Re: [Qemu-devel] [PATCH 5/6] tests: add iotests helpers for dealing with TLS certificates

From: Max Reitz <mreitz@redhat.com>
To: "Daniel P. Berrangé" <berrange@redhat.com>,
	"Eric Blake" <eblake@redhat.com>
Cc: qemu-devel@nongnu.org, qemu-block@nongnu.org,
	Kevin Wolf <kwolf@redhat.com>
Subject: Re: [Qemu-devel] [PATCH 5/6] tests: add iotests helpers for dealing with TLS certificates
Date: Mon, 19 Nov 2018 12:04:05 +0100	[thread overview]
Message-ID: <5a677a31-ce10-cc2a-58b1-5589c20970da@redhat.com> (raw)
In-Reply-To: <20181119102732.GF19532@redhat.com>

[-- Attachment #1: Type: text/plain, Size: 2513 bytes --]

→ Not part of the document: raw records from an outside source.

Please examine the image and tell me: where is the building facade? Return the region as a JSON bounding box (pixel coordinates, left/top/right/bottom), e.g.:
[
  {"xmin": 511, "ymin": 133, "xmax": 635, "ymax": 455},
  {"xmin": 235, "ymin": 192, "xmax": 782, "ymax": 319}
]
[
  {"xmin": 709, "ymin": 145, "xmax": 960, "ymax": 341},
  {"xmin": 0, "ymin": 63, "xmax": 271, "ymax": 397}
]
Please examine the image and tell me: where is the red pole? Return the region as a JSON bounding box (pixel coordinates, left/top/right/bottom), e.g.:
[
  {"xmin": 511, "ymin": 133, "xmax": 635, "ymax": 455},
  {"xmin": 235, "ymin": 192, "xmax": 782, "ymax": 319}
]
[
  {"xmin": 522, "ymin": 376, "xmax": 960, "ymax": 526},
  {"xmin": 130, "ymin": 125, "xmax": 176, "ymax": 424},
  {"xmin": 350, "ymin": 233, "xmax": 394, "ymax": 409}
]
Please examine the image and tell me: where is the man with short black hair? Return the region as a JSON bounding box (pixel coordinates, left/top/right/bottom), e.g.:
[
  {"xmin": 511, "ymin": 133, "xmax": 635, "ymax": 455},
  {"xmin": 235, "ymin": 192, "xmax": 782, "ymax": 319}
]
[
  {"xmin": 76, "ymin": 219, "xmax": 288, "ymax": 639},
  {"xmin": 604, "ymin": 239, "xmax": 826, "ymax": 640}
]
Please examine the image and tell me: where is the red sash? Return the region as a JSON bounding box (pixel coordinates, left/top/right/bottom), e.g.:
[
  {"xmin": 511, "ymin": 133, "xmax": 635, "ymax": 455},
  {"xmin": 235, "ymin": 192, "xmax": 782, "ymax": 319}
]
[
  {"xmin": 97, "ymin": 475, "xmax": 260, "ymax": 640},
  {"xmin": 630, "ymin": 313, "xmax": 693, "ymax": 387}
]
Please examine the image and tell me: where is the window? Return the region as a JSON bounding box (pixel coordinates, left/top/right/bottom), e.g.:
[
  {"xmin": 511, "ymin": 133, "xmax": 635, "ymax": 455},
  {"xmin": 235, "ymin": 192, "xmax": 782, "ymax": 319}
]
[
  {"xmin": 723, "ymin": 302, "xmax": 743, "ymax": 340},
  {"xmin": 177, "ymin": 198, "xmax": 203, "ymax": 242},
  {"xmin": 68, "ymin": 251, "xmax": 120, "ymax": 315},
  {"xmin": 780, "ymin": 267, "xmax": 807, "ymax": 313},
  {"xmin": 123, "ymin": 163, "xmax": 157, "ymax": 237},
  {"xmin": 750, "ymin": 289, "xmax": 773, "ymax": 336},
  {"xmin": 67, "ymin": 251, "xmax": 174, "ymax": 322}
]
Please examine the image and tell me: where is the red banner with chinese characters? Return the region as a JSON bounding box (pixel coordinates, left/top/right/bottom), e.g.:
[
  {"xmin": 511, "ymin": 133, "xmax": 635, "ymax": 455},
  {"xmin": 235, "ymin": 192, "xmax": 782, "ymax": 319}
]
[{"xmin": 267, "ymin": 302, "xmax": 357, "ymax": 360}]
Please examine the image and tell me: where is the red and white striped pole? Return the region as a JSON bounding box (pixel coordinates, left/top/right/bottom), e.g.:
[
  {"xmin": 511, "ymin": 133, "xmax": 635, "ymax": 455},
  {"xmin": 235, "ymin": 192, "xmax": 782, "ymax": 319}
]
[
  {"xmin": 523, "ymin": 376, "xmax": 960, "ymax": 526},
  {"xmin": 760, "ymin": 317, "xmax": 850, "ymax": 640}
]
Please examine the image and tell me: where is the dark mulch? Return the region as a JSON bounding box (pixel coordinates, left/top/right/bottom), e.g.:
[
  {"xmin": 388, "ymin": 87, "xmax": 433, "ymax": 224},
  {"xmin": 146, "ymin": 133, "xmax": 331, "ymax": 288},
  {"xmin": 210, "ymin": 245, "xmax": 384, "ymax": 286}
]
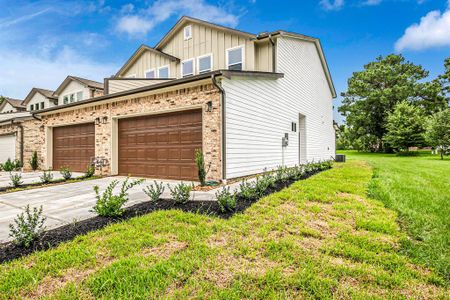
[{"xmin": 0, "ymin": 172, "xmax": 324, "ymax": 263}]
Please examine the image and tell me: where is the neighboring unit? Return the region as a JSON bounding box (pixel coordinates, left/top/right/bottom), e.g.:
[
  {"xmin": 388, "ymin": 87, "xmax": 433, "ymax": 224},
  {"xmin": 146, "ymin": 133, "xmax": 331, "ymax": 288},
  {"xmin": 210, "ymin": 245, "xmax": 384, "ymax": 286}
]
[{"xmin": 7, "ymin": 17, "xmax": 336, "ymax": 180}]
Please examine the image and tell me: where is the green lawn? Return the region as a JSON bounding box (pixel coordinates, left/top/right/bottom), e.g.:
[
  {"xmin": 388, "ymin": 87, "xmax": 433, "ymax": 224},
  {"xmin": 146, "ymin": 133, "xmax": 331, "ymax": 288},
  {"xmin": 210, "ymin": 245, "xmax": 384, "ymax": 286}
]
[
  {"xmin": 0, "ymin": 161, "xmax": 448, "ymax": 299},
  {"xmin": 341, "ymin": 151, "xmax": 450, "ymax": 280}
]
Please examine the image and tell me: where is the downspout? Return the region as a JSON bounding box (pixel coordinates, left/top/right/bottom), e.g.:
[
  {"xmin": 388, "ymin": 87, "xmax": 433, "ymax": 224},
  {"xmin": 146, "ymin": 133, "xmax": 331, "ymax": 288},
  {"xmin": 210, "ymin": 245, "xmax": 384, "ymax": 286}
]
[
  {"xmin": 211, "ymin": 74, "xmax": 227, "ymax": 181},
  {"xmin": 11, "ymin": 120, "xmax": 25, "ymax": 165},
  {"xmin": 269, "ymin": 33, "xmax": 276, "ymax": 73}
]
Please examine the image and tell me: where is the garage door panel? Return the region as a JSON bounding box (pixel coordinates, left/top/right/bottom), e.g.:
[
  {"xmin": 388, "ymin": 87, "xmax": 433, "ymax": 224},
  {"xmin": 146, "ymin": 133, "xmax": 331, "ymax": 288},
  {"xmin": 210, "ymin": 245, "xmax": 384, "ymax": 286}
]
[
  {"xmin": 118, "ymin": 110, "xmax": 202, "ymax": 180},
  {"xmin": 53, "ymin": 123, "xmax": 95, "ymax": 172}
]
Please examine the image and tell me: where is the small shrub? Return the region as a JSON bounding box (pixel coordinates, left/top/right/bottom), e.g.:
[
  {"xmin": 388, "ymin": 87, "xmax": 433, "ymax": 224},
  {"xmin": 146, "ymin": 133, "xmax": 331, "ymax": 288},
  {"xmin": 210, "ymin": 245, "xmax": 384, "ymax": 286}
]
[
  {"xmin": 59, "ymin": 167, "xmax": 72, "ymax": 180},
  {"xmin": 30, "ymin": 151, "xmax": 39, "ymax": 171},
  {"xmin": 167, "ymin": 182, "xmax": 193, "ymax": 204},
  {"xmin": 9, "ymin": 173, "xmax": 23, "ymax": 187},
  {"xmin": 39, "ymin": 170, "xmax": 53, "ymax": 183},
  {"xmin": 93, "ymin": 177, "xmax": 144, "ymax": 217},
  {"xmin": 143, "ymin": 180, "xmax": 164, "ymax": 202},
  {"xmin": 3, "ymin": 158, "xmax": 16, "ymax": 172},
  {"xmin": 239, "ymin": 179, "xmax": 257, "ymax": 200},
  {"xmin": 84, "ymin": 165, "xmax": 95, "ymax": 178},
  {"xmin": 195, "ymin": 150, "xmax": 206, "ymax": 186},
  {"xmin": 13, "ymin": 159, "xmax": 23, "ymax": 171},
  {"xmin": 216, "ymin": 187, "xmax": 236, "ymax": 212},
  {"xmin": 9, "ymin": 205, "xmax": 46, "ymax": 248}
]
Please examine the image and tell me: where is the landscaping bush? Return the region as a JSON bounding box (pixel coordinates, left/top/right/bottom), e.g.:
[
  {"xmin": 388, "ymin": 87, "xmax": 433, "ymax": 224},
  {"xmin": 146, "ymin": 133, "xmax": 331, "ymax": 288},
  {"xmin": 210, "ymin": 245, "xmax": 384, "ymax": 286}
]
[
  {"xmin": 216, "ymin": 187, "xmax": 237, "ymax": 212},
  {"xmin": 143, "ymin": 180, "xmax": 164, "ymax": 202},
  {"xmin": 93, "ymin": 177, "xmax": 144, "ymax": 217},
  {"xmin": 2, "ymin": 158, "xmax": 16, "ymax": 172},
  {"xmin": 30, "ymin": 151, "xmax": 39, "ymax": 171},
  {"xmin": 9, "ymin": 205, "xmax": 46, "ymax": 248},
  {"xmin": 195, "ymin": 150, "xmax": 206, "ymax": 186},
  {"xmin": 9, "ymin": 173, "xmax": 23, "ymax": 187},
  {"xmin": 39, "ymin": 170, "xmax": 53, "ymax": 183},
  {"xmin": 239, "ymin": 179, "xmax": 258, "ymax": 200},
  {"xmin": 59, "ymin": 167, "xmax": 72, "ymax": 180},
  {"xmin": 84, "ymin": 165, "xmax": 95, "ymax": 178},
  {"xmin": 167, "ymin": 182, "xmax": 193, "ymax": 204}
]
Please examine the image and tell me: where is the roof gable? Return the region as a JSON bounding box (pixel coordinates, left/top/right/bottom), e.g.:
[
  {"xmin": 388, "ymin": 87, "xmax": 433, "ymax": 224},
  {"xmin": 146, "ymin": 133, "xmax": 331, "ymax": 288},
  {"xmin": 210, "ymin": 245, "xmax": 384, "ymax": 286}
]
[
  {"xmin": 155, "ymin": 16, "xmax": 256, "ymax": 50},
  {"xmin": 115, "ymin": 44, "xmax": 180, "ymax": 77}
]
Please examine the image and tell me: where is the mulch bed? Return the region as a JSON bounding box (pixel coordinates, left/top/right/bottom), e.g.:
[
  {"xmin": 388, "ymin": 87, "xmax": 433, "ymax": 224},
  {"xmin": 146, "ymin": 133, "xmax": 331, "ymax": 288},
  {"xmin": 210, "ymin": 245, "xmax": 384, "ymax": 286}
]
[{"xmin": 0, "ymin": 171, "xmax": 326, "ymax": 263}]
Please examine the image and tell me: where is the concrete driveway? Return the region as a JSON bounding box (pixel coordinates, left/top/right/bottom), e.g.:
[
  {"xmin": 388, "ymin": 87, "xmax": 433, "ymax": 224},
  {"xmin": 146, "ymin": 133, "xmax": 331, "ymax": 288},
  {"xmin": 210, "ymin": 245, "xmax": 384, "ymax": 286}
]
[
  {"xmin": 0, "ymin": 171, "xmax": 84, "ymax": 188},
  {"xmin": 0, "ymin": 177, "xmax": 225, "ymax": 242}
]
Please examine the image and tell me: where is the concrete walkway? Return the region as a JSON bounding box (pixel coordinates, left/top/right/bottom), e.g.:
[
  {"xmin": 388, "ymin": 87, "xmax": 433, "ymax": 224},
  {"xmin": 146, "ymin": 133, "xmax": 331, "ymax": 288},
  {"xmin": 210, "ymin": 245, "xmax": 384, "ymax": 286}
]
[
  {"xmin": 0, "ymin": 171, "xmax": 84, "ymax": 188},
  {"xmin": 0, "ymin": 177, "xmax": 246, "ymax": 242}
]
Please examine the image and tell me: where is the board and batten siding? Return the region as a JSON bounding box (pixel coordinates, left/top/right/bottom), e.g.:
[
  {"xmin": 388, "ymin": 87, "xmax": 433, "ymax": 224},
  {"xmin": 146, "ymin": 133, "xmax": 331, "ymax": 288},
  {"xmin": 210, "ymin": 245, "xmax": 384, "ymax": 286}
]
[
  {"xmin": 222, "ymin": 37, "xmax": 335, "ymax": 179},
  {"xmin": 108, "ymin": 79, "xmax": 171, "ymax": 94}
]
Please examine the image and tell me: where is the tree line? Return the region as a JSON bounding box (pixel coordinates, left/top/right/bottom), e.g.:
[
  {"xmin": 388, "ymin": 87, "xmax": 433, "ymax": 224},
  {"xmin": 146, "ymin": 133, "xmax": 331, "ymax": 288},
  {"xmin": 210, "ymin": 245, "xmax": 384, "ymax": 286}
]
[{"xmin": 337, "ymin": 54, "xmax": 450, "ymax": 158}]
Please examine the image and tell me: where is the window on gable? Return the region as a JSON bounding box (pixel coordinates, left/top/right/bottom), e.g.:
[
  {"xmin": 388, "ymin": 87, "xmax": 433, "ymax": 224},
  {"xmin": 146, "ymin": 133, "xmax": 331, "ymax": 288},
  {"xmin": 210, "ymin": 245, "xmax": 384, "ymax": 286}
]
[
  {"xmin": 158, "ymin": 67, "xmax": 169, "ymax": 78},
  {"xmin": 227, "ymin": 47, "xmax": 243, "ymax": 71},
  {"xmin": 145, "ymin": 70, "xmax": 156, "ymax": 78},
  {"xmin": 197, "ymin": 54, "xmax": 212, "ymax": 74},
  {"xmin": 181, "ymin": 59, "xmax": 194, "ymax": 77},
  {"xmin": 184, "ymin": 25, "xmax": 192, "ymax": 41}
]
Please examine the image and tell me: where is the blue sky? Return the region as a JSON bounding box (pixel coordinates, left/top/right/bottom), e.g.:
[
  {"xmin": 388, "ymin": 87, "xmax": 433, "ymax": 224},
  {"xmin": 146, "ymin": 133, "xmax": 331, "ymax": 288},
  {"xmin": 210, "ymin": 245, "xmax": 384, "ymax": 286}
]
[{"xmin": 0, "ymin": 0, "xmax": 450, "ymax": 119}]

On 19.11.18 11:27, Daniel P. Berrangé wrote:
> On Fri, Nov 16, 2018 at 10:39:03AM -0600, Eric Blake wrote:
>> On 11/16/18 9:53 AM, Daniel P. Berrangé wrote:
>>> Add helpers to common.tls for creating TLS certificates for a CA,
>>> server and client.
>>
>> MUCH appreciated!  We NEED this coverage, easily automated.
>>
>>>
>>> Signed-off-by: Daniel P. Berrangé <berrange@redhat.com>
>>> ---
>>>   tests/qemu-iotests/common.tls | 139 ++++++++++++++++++++++++++++++++++
>>>   1 file changed, 139 insertions(+)
>>>   create mode 100644 tests/qemu-iotests/common.tls
>>>
>>> diff --git a/tests/qemu-iotests/common.tls b/tests/qemu-iotests/common.tls
>>> new file mode 100644
>>
>> I was a bit surprised that this wasn't 100755, but this matches the fact
>> that none of the other common.* are executable. And after thinking more, it
>> makes sense - they aren't standalone scripts, but designed to be sourced,
>> and 'source' doesn't care about execute bits.
>>
>>> +tls_dir="${TEST_DIR}/tls"
>>> +
>>> +function tls_x509_cleanup()
>>> +{
>>> +    rm -f ${tls_dir}/*.pem
>>> +    rm -f ${tls_dir}/*/*.pem
>>> +    rmdir ${tls_dir}/*
>>> +    rmdir ${tls_dir}
>>
>> Why not just:
>> rm -rf $tls_dir
> 
> Yeah, I guess we could do that for simplicity
> 
>> Also, the quoting is a bit inconsistent. if ${TEST_DIR} can contain spaces,
>> then all uses of ${tls_dir} need to be in "".
> 
> Hmm, yes.

Which by the way is a very good reason *not* to blindly use "rm -r".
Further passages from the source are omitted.